Interestingly, a number of studies have associated high and low levels of adiponectin with diabetes and cardiovascular disease although the specific thresholds differ with study, ethnicity and race [16], [52], [53], [54]. In comparison with published reports, the observed baseline adiponectin levels were generally low in the current study, corroborating the finding that blacks generally exhibit low levels of this molecule, due probably, to low expression levels [52], [53], [55]. As expected, diabetics recorded much lower values than their non-diabetic counterpart with no gender-specific variation observed in the two study groups. Although the observed trend of baseline adiponectin levels in the two study groups is in line with those of previous studies, the lack of gender-specific variation in circulating levels in the current study appears to deviate from others that reported higher levels for females [52], [53], [55], [56], [57]. The seeming deviation could be due to the relatively small number of respondents in the current study compared with the previous ones. However, baseline adiponectin exhibited negative correlation with WC only in the male gender of the diabetic respondents suggesting that, even in diabetes, the anti-obesity function of adiponectin was preserved but specific for visceral fat accumulation. In addition, this observation reiterates the point that gender-specific variation of adipocytokines must not only be viewed in terms of circulating levels but their relationship with measures of adiposity [58].

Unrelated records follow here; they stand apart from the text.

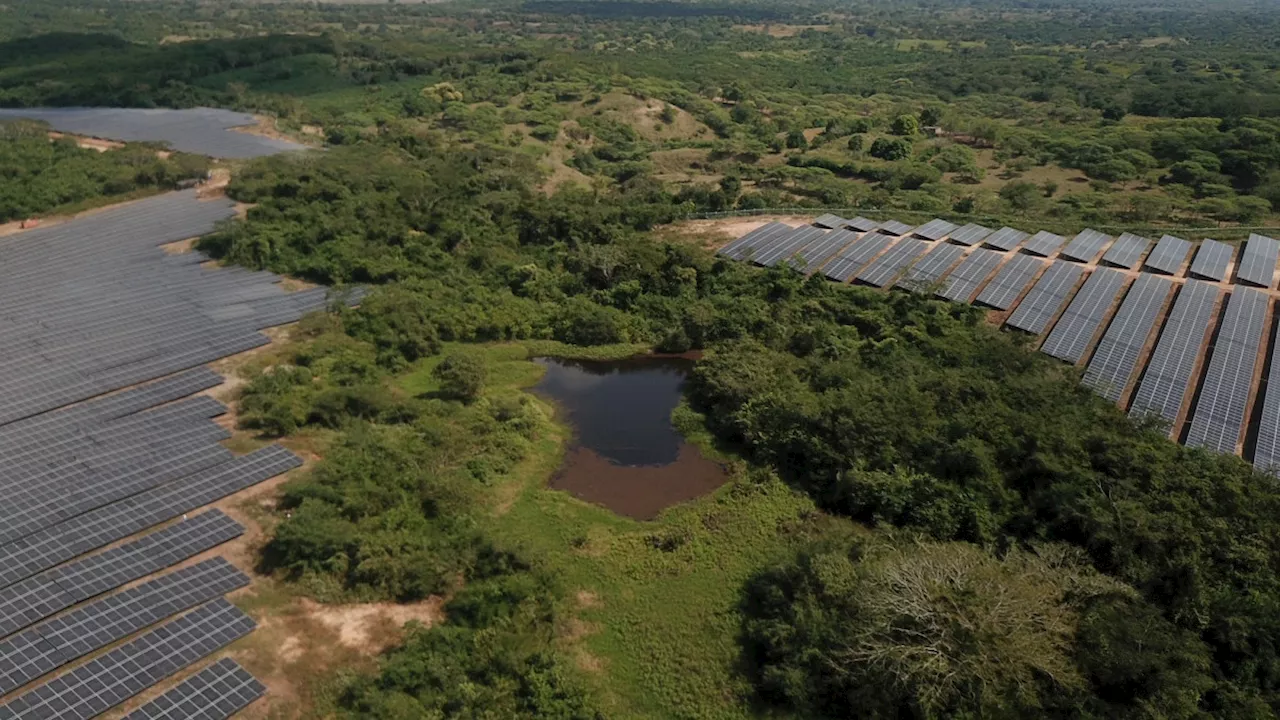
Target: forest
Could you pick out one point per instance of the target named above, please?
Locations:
(924, 519)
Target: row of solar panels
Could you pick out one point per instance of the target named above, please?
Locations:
(1116, 320)
(810, 247)
(103, 343)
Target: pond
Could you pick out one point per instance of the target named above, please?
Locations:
(625, 454)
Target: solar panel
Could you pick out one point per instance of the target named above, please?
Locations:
(215, 693)
(849, 260)
(781, 249)
(965, 279)
(926, 273)
(823, 249)
(935, 229)
(1043, 244)
(887, 267)
(110, 679)
(1258, 261)
(740, 247)
(1005, 238)
(1266, 454)
(1221, 409)
(894, 227)
(1127, 251)
(862, 224)
(1037, 310)
(972, 233)
(1086, 246)
(1010, 282)
(68, 637)
(1084, 315)
(1211, 260)
(1116, 358)
(1165, 384)
(1169, 255)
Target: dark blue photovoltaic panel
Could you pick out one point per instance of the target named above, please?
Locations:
(1116, 359)
(1217, 420)
(1086, 246)
(1010, 282)
(1037, 310)
(1166, 383)
(1127, 251)
(1211, 260)
(1169, 255)
(1084, 315)
(964, 281)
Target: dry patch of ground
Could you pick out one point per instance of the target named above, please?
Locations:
(780, 30)
(88, 142)
(718, 232)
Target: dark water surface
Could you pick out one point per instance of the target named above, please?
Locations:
(625, 454)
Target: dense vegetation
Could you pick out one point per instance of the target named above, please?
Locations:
(968, 533)
(40, 176)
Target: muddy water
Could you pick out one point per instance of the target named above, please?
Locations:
(625, 454)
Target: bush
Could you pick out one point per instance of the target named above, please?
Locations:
(461, 377)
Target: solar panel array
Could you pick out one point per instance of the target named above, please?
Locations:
(848, 261)
(895, 255)
(1169, 255)
(1116, 359)
(1086, 246)
(104, 337)
(1037, 310)
(1005, 238)
(1166, 382)
(1211, 260)
(1043, 244)
(1219, 415)
(964, 281)
(1127, 251)
(109, 679)
(781, 249)
(1258, 261)
(204, 131)
(927, 272)
(894, 227)
(935, 229)
(1084, 315)
(1266, 454)
(1010, 282)
(215, 693)
(969, 235)
(860, 224)
(887, 267)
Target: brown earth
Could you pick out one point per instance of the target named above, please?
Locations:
(639, 492)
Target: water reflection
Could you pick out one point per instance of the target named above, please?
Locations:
(625, 454)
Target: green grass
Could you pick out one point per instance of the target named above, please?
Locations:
(656, 628)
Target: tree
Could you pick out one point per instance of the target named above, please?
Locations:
(1022, 195)
(919, 629)
(891, 149)
(905, 126)
(461, 377)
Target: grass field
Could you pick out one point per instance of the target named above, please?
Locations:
(656, 621)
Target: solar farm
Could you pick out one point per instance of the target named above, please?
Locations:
(113, 461)
(1164, 327)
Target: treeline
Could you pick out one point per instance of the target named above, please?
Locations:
(40, 176)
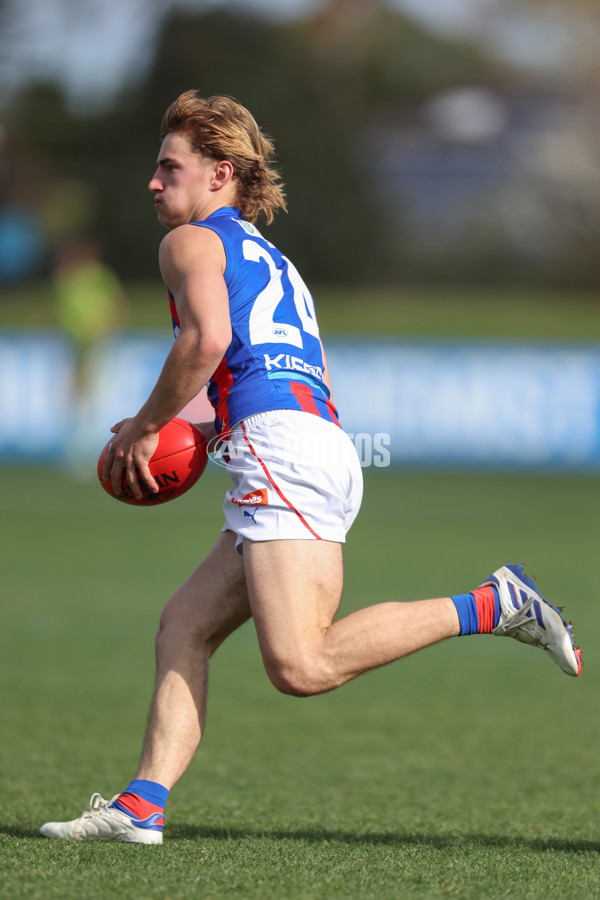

Interestingly, falciparum malaria elevated drastically, serum adiponectin levels in both study groups contrary to an earlier small sample cross-sectional study of Blümer et al. that did not observe any difference in adiponectin levels between P. falciparum-infected and uninfected subjects [59]. Work by Teoh et al. on vascular wall revealed a rise adiponectin level in response to vascular injury, an observation that was explained to indicate advanced atherosclerosis [60]. In addition, a number of recent reports have associated high levels of adiponectin to all-cause mortality in adults [16], [20]. Relating results of the current work to these earlier reports, the observed elevated adiponectin level in malaria-infected respondents in the current study could be an indication of increased risk to cardiovascular event in both groups of respondents, reinforcing the need for diabetics who get malaria to be given the needed attention and swift response [16], [20], [60].

Conclusion

Falciparum malaria increased adiponectin levels in adult diabetics and non-diabetic controls independent of measures of adiposity. Malaria-induced elevation of leptin level was found only in the diabetic group. In non-diabetic controls, falciparum malaria reduced circulating levels of leptin and reversed the baseline association between leptin and adiponectin. These observations suggest different mechanisms by which the risk of cardiovascular event could increase due to malaria in our study groups.

Conflicts of interest

Authors declare no conflict of interest.